Island well placed to see out storms

Saturday 20th September 2008, 9:59AM BST.

THOUSANDS of finance workers in Guernsey and money centres across the world will put their feet up this weekend for a well-deserved break and think, ‘What on earth was that all about’.

For these are historic times. It is almost 80 years since financial markets across the globe have been so unsure. No one knows for certain what will happen next.

In a thriving international finance centre – directly responsible for more than a third of all incomes in the island – you might expect its business leaders to be rather nervous in the face of such economic mayhem.

Yet when the great and the good gathered in the Duke of Richmond Hotel yesterday for a business breakfast forum, there was little sign of panic.

Certainly there was a buzz in the air, as you might expect with the FTSE on course for the biggest one-day rise in its history.

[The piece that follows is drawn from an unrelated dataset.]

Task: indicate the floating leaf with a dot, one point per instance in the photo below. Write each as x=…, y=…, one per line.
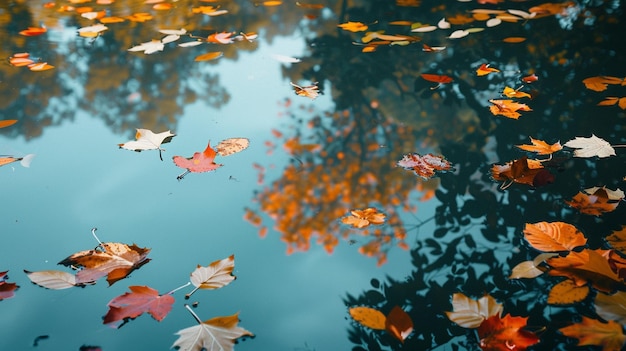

But the view from a top table, which included the island’s chief minister, a leading accountant and two financiers, was that the island was well placed to ride out the storm.

Indeed, one went as far as to suggest that the nature of the island’s well-regulated industry was such that Guernsey could benefit from investors seeking shelter in our calmer waters.

Such is the dependence of the whole of the island on finance that such optimism should come as a relief to all, regardless of whether we understand the nuances of short-selling and sub-prime loans. Other industries sustain us, but finance is the main course.

Indeed, the only downside of a forum timed to coincide with the publication of a Financial Times supplement focusing on Guernsey is that it is hard to imagine it gaining much reading time among private and business investors struggling to ride this roller coaster.

But those who did would have found a relentlessly upbeat assessment of Doing Business in Guernsey.

And it included a welcome warning from the FT’s UK business editor to European politicians keen to clip the wings of ‘offshore’ finance centres: force the tax cash out of our jurisdiction and the EU risks losing it altogether.